For me, one of the most striking images after 9/11 was on a local news report. The reporters did a regular feature on paintings and drawings made by Elementary School kids, based on current events. One child, after witnessing the terrorist attacks on New York, drew a crayon colored picture of Superman, stopping one of the planes from crashing into one of the towers, having arrived just in the nick of time. Sad that there is no real superhero in our world, but hopeful because potential for good exist within all of us. This meant more to me than President Bush standing on top of rubble, calling for payback.
You see, Superman is about doing the right thing, even in the face of unimaginable horror. He doesn’t give in to senseless rage, nor does he use his powers for selfish reasons. Well… except for when he turned back time to save Lois Lane.

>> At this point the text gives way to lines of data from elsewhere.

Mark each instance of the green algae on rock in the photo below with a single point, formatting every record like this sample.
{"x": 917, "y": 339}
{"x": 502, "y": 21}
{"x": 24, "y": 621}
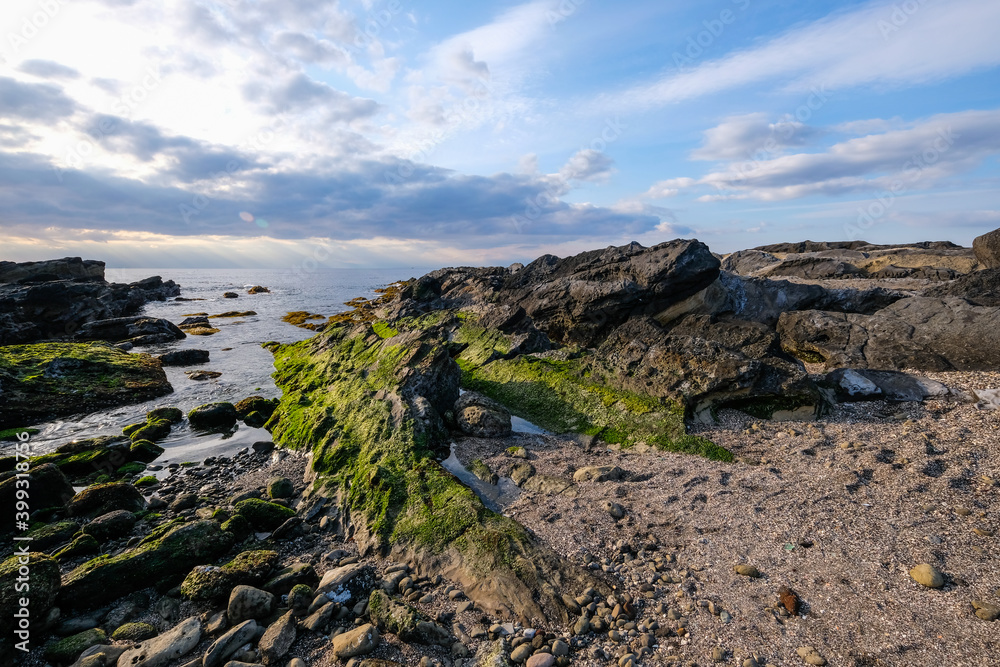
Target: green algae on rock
{"x": 47, "y": 380}
{"x": 161, "y": 562}
{"x": 369, "y": 409}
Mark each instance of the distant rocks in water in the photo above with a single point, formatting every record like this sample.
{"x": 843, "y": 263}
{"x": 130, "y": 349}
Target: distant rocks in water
{"x": 482, "y": 417}
{"x": 137, "y": 331}
{"x": 54, "y": 299}
{"x": 43, "y": 381}
{"x": 184, "y": 357}
{"x": 197, "y": 325}
{"x": 987, "y": 249}
{"x": 236, "y": 313}
{"x": 203, "y": 375}
{"x": 980, "y": 288}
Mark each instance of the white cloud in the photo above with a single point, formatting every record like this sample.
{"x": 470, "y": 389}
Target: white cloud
{"x": 937, "y": 41}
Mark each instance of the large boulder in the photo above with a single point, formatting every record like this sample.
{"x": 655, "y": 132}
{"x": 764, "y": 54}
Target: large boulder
{"x": 160, "y": 560}
{"x": 213, "y": 416}
{"x": 53, "y": 300}
{"x": 987, "y": 249}
{"x": 100, "y": 499}
{"x": 47, "y": 380}
{"x": 135, "y": 330}
{"x": 209, "y": 582}
{"x": 922, "y": 333}
{"x": 481, "y": 416}
{"x": 980, "y": 288}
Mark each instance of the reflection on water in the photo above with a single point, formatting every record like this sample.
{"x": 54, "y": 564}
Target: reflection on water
{"x": 494, "y": 496}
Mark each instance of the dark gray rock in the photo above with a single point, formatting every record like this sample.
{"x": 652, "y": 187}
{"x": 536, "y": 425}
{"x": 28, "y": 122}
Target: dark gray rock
{"x": 921, "y": 333}
{"x": 184, "y": 357}
{"x": 987, "y": 249}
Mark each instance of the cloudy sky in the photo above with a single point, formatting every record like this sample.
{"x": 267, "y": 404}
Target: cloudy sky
{"x": 373, "y": 133}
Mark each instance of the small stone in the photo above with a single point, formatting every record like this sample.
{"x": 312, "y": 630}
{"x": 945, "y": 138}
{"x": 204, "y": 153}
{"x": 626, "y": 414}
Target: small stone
{"x": 521, "y": 653}
{"x": 986, "y": 610}
{"x": 747, "y": 571}
{"x": 811, "y": 656}
{"x": 927, "y": 575}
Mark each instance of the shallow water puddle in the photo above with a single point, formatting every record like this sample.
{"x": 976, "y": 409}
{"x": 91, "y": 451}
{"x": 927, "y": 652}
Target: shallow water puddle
{"x": 494, "y": 496}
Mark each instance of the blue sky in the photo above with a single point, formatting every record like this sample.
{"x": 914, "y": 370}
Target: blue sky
{"x": 282, "y": 132}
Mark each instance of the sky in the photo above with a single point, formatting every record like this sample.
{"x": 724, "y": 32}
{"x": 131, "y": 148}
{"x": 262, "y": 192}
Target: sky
{"x": 369, "y": 133}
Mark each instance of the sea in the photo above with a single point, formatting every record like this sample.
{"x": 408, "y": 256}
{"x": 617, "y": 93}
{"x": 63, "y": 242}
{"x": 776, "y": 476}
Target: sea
{"x": 235, "y": 351}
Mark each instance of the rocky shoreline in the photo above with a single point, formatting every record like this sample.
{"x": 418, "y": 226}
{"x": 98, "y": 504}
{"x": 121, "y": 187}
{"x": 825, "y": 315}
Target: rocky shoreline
{"x": 785, "y": 456}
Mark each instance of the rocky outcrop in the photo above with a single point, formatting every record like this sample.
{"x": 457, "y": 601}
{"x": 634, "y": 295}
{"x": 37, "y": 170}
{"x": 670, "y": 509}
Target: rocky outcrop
{"x": 46, "y": 380}
{"x": 987, "y": 249}
{"x": 136, "y": 331}
{"x": 54, "y": 299}
{"x": 980, "y": 288}
{"x": 811, "y": 260}
{"x": 922, "y": 333}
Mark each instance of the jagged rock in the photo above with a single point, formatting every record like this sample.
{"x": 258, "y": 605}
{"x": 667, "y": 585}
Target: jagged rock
{"x": 53, "y": 299}
{"x": 213, "y": 416}
{"x": 162, "y": 559}
{"x": 355, "y": 642}
{"x": 481, "y": 416}
{"x": 209, "y": 582}
{"x": 43, "y": 381}
{"x": 184, "y": 357}
{"x": 277, "y": 639}
{"x": 987, "y": 249}
{"x": 165, "y": 648}
{"x": 103, "y": 498}
{"x": 247, "y": 602}
{"x": 922, "y": 333}
{"x": 136, "y": 330}
{"x": 111, "y": 525}
{"x": 980, "y": 288}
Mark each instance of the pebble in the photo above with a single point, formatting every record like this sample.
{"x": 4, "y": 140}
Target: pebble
{"x": 927, "y": 575}
{"x": 811, "y": 656}
{"x": 747, "y": 571}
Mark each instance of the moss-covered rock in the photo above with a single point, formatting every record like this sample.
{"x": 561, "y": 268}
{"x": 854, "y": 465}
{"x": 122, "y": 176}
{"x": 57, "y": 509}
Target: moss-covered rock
{"x": 49, "y": 488}
{"x": 44, "y": 573}
{"x": 238, "y": 527}
{"x": 50, "y": 535}
{"x": 265, "y": 406}
{"x": 82, "y": 545}
{"x": 280, "y": 487}
{"x": 369, "y": 409}
{"x": 103, "y": 498}
{"x": 152, "y": 431}
{"x": 262, "y": 515}
{"x": 210, "y": 582}
{"x": 65, "y": 651}
{"x": 47, "y": 380}
{"x": 134, "y": 632}
{"x": 213, "y": 416}
{"x": 161, "y": 562}
{"x": 145, "y": 451}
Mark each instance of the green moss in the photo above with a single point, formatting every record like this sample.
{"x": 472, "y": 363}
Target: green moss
{"x": 134, "y": 632}
{"x": 263, "y": 515}
{"x": 383, "y": 330}
{"x": 65, "y": 651}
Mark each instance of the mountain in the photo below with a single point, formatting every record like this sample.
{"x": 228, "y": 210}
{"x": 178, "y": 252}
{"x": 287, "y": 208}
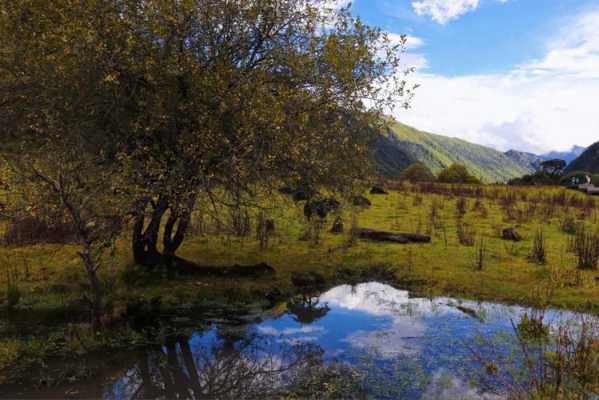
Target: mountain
{"x": 567, "y": 156}
{"x": 588, "y": 161}
{"x": 401, "y": 145}
{"x": 527, "y": 160}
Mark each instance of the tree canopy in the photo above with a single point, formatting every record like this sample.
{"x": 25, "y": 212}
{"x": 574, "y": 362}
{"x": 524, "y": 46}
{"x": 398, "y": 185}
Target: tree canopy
{"x": 456, "y": 173}
{"x": 417, "y": 172}
{"x": 159, "y": 102}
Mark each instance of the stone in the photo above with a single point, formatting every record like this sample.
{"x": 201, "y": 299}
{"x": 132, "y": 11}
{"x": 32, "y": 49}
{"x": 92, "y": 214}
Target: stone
{"x": 402, "y": 238}
{"x": 337, "y": 225}
{"x": 361, "y": 201}
{"x": 511, "y": 234}
{"x": 378, "y": 190}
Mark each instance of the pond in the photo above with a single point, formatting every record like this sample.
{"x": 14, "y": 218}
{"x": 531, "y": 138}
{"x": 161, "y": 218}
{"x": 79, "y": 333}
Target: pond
{"x": 369, "y": 340}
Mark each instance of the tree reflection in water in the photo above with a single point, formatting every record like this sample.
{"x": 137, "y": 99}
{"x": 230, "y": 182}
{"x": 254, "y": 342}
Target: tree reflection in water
{"x": 225, "y": 364}
{"x": 306, "y": 309}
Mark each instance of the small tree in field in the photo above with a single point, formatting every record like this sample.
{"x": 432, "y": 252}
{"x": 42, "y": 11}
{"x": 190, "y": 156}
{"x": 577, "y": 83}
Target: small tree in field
{"x": 188, "y": 98}
{"x": 457, "y": 173}
{"x": 417, "y": 172}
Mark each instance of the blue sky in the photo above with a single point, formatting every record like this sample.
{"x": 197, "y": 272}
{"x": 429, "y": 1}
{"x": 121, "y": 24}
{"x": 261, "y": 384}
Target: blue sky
{"x": 518, "y": 74}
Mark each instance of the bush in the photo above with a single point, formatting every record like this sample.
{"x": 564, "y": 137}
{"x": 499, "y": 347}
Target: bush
{"x": 417, "y": 172}
{"x": 586, "y": 247}
{"x": 28, "y": 230}
{"x": 538, "y": 254}
{"x": 466, "y": 234}
{"x": 457, "y": 173}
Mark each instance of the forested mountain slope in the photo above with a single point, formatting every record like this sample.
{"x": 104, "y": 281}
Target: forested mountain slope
{"x": 405, "y": 145}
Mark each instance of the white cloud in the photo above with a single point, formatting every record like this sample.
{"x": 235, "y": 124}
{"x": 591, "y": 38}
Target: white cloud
{"x": 443, "y": 11}
{"x": 544, "y": 104}
{"x": 410, "y": 59}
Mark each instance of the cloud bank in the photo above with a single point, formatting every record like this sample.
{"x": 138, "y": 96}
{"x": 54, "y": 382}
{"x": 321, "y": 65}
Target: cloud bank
{"x": 543, "y": 104}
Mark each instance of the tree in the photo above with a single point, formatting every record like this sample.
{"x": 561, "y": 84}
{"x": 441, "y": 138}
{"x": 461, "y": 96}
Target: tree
{"x": 554, "y": 167}
{"x": 213, "y": 98}
{"x": 417, "y": 172}
{"x": 60, "y": 119}
{"x": 456, "y": 173}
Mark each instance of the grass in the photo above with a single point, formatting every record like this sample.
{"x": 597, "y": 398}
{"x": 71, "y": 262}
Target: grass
{"x": 54, "y": 277}
{"x": 51, "y": 281}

And does breaking a man’s neck count as rage if done to save a group of people?
It’s hard making such decisions, especially when you can do almost anything. But, that’s part of what makes the character so compelling. In his latest film adaptation Man of Steel, we get an origin story laden with this.
Before he was Clark Kent, he was named Kal-El, the first and last naturally born child of the planet Krypton. Knowing the destruction of that world was imminent, his parents launched him into space, sending the craft to Earth. There, he is raised by a kind hearted Kansas couple. He spends his youth struggling to do what comes naturally to him (saving the day) and trying to keep his abilities a secret (what his Earth parents want). Eventually, after years of drifting from place to place, he discovers a relic of his home world and learns his true destiny, just when we need him the most.
At first glance, this movie is merely a feast for the eyes. From Russell Crowe riding a dragon to a New York like Metropolis falling apart building by building, the level of visual candy and destruction is absolutely overwhelming. Punches, kicks, sonic booms and explosions are louder than in any superhero film I’ve seen recently. Leaving the theater, it felt like Director Zack Snyder out did his own style to the point of detriment. “A Superman movie for a new era” this was called. Fine, but what does it say of this era? Bigger is not necessarily better. They tried a slow moving drama with Superman Returns, and people complained that it lacked action. Well dummy, now you got it.
At second glance and after conversations with colleagues, I realized the enormous visuals distracted me from what was under the surface. Themes of self discovery, doubt and making difficult choices are strewn throughout. Clark spends many years learning just who he is exactly. He finally uncovers the truth (and his suit), and goes home to tell his mother, still confused as to what should happen next, but momentarily happy to have some answers. When General Zod, a Kryptonian with ties to his birth family, threatens Earth, Clark is given the reality check of a lifetime. Sometimes, the only way to get someone out of an existential rut is to shake them out of it.
From there, Clark puts on the suit, tries things out for the first time, and learns along the way just what he is made of. We don’t get many scenes of dialogue expositing lessons learned, but we do get to see them as they happen. At one moment, he is forced to do an act he’ll hopefully never have to do again, and gets emotional afterwards (you’ll know it when you see it). He didn’t do something as grand as turning back time, but it was just as jaw dropping to witness, and may haunt him for some time. This Superman is not yet whole as an individual, but is finally ready for the next phase of his life. Is the world ready?
Thrown headfirst into the dilemma of fighting against people of his past, to protect the people of his present, Clark’s internal problems have become external, for everyone to see. He experiences one nightmare, only to wake into a real one. Using all of his powers to their fullest capabilities for the first time, he wings the situation, learning as he goes. Sure, it all comes naturally to him, and he is no longer holding back, but you get the sense that he may be uncertain (and possibly afraid) as how to win the day. Where Captain America is confident and steadfast, this Superman is powerful yet doubtful. He flies through the air with heavy emotion on his face, like someone rushing to complete multiple food orders (maybe more dramatic than that). He WANTS to save everyone, but doesn’t really know HOW. It’s the coming of age story of a lifetime, when you think about it. It’s not going to be easy Supes, but just know we’re all behind you.
In preparing this review, I doubted not only my rating of this movie, but also that of Star Trek Into Darkness, which I think shares something in common — both are big, loud, and on the surface deviate from the source material. It might appear that spectacle trumps smarts, but brain and brawn work side by side in both (to varying degrees). Still, what I would give for a 1970’s style sci fi flick. We can handle it, Hollywood! Give me a depthful crayola drawing over a shallow photo op any day.
4/5–5/5 *s, depending on how I feel at a given time.